Purpose: To examine the clinical impact of cardiorespiratory fitness (CRF) and improvements in CRF after cardiac rehabilitation (CR) in heart failure (HF) patients for their risk of all-cause mortality and unplanned hospitalization. Secondly, to investigate possible factors associated with the absence of improvement in CRF after rehabilitation.
Methods: We included 155 HF patients receiving CR between October 2009 and January 2015. Patients performed an incremental bicycle test to assess CRF through peak oxygen uptake (VO2-peak) before and after CR-based supervised exercise training. Patients were classified as responders or non-responders based on pre-to-post CR changes in VO2-peak (>=6% and <6%, respectively).

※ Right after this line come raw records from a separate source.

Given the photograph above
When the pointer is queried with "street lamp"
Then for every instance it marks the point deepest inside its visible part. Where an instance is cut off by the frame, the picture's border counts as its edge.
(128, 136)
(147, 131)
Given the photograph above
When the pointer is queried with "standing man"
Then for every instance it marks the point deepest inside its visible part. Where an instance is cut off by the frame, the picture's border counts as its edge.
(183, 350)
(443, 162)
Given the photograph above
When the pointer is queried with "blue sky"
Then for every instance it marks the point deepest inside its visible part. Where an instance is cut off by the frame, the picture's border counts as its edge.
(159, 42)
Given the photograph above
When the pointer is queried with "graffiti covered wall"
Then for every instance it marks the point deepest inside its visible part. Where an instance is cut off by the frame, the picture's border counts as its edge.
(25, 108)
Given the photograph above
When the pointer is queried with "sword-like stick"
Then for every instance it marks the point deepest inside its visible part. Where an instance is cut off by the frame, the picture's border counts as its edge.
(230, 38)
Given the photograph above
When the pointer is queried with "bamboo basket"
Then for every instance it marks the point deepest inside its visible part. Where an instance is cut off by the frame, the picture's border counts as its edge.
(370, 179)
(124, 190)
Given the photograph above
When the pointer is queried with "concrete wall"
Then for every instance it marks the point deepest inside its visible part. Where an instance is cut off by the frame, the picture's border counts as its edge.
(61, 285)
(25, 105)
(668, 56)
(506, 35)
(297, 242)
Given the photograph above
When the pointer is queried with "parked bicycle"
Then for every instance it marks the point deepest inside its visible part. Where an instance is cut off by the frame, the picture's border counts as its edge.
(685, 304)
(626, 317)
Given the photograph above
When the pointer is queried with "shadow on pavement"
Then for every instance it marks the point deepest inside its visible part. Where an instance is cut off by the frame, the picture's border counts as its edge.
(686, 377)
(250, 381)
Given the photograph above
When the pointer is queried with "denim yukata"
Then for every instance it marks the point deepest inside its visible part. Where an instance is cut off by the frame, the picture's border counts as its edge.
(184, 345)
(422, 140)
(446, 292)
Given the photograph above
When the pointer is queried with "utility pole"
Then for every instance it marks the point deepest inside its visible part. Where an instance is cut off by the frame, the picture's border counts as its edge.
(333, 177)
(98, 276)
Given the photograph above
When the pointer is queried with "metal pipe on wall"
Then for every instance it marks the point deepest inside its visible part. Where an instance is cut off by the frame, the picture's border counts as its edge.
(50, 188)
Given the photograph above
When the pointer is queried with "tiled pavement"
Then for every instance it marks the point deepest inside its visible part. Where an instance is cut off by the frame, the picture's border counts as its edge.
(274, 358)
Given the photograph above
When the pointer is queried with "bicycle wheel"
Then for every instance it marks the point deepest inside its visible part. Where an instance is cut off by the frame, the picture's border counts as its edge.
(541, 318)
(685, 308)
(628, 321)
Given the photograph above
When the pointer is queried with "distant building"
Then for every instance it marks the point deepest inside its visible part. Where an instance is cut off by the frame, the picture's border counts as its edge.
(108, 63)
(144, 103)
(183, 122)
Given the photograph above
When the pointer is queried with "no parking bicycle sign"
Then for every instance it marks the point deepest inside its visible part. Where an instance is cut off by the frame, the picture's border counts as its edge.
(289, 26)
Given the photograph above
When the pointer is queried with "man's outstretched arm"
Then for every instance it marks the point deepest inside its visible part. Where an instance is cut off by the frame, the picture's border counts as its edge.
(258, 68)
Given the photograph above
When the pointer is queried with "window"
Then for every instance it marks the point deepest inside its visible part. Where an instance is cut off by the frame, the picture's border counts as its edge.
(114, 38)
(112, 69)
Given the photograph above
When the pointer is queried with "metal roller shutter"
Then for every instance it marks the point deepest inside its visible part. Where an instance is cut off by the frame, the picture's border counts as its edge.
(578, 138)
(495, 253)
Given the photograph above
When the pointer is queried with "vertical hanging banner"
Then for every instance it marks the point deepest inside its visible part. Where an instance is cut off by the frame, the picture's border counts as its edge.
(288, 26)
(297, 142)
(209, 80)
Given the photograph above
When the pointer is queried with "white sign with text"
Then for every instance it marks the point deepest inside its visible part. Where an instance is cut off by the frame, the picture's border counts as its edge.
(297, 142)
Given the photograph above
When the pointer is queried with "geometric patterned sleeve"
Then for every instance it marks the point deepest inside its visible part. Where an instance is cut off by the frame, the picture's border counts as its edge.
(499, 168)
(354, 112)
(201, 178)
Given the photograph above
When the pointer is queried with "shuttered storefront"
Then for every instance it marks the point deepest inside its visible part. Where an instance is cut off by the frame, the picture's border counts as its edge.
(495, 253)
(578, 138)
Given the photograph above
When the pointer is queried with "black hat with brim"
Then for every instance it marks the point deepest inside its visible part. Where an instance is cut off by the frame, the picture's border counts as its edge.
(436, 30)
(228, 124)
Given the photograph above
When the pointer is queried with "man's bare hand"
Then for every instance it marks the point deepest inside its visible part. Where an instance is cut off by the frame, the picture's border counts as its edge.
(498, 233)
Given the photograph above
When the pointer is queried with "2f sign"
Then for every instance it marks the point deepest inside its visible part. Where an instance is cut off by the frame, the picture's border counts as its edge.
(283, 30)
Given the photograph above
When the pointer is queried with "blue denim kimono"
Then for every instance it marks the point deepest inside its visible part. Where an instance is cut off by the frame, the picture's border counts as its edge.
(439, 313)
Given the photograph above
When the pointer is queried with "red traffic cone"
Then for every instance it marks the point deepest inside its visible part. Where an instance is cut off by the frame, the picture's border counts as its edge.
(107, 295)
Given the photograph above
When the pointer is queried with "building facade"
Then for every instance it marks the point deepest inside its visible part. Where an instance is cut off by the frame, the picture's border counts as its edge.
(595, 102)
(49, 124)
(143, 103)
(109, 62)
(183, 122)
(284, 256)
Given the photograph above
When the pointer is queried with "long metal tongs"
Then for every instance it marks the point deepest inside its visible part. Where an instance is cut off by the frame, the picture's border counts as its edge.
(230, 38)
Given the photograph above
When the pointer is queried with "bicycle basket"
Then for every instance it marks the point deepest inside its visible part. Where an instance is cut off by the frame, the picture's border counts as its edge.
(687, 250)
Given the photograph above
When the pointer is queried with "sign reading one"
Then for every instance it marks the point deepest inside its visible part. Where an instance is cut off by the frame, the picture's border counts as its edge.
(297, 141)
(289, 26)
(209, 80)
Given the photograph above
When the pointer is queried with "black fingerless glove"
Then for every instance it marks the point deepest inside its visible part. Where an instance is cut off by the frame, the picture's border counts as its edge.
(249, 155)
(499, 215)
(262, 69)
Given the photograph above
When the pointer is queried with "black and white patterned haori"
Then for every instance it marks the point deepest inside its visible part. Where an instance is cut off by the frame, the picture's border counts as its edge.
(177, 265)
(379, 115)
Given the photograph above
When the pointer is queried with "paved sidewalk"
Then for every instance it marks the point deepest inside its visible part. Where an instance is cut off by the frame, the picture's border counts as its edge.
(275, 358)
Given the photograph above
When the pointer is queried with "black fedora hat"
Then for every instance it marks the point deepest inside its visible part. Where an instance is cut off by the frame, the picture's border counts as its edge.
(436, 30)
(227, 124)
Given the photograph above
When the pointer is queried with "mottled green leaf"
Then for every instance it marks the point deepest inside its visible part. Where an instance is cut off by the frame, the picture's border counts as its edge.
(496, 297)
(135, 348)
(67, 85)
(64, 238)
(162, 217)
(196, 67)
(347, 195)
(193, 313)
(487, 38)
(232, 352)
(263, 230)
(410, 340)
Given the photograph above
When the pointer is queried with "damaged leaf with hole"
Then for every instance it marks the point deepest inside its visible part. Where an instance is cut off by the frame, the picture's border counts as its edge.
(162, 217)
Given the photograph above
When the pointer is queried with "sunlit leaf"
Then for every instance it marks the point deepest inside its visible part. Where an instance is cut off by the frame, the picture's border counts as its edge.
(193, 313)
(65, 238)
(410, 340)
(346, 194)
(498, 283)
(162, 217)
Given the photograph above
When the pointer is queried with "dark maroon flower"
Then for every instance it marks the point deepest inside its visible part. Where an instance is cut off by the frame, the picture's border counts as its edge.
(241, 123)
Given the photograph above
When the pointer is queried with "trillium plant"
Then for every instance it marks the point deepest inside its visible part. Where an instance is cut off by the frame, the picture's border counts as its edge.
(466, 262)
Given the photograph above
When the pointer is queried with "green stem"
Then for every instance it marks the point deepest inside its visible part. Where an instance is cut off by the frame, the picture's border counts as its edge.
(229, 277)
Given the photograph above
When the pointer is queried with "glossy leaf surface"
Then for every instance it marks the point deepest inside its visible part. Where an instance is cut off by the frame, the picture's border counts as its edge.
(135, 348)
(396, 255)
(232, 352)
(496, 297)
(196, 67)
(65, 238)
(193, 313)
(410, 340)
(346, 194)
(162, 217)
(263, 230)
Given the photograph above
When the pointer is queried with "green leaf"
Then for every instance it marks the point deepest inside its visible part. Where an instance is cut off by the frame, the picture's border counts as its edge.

Cox proportional hazards models evaluated all-cause mortality and unplanned hospitalization during 5 years of follow-up. Patient characteristics, HF features and co-morbidities were used to predict changes in VO2-peak using logistic regression analysis.
Results: Seventy HF patients (45%) were classified as responder. Non-responders had a significantly higher risk of all-cause mortality or hospitalization (HR = 2.15, 95% CI = 1.17-3.94) compared to responders. This was even higher in non-responders with low CRF at baseline (HR = 4.88, 95% CI = 1.71-13.93). Factors associated with non-response to CR were age (OR = 1.07/year, 95% CI = 1.03-1.11), baseline VO2-peak (OR = 1.16/ml/min/kg, 95% CI = 1.06-1.26) and adherence to CR (OR = 0.98/percentage, 95% CI = 0.96-0.998).
Conclusion: Independent from baseline CRF, the inability to improve VO2-peak by CR doubled the risk of death or unplanned hospitalization. The combination of lower baseline CRF and non-response was associated with even poorer clinical outcomes. Especially older HF patients with higher baseline VO2-peak and lower adherence have a higher probability of becoming a non-responder.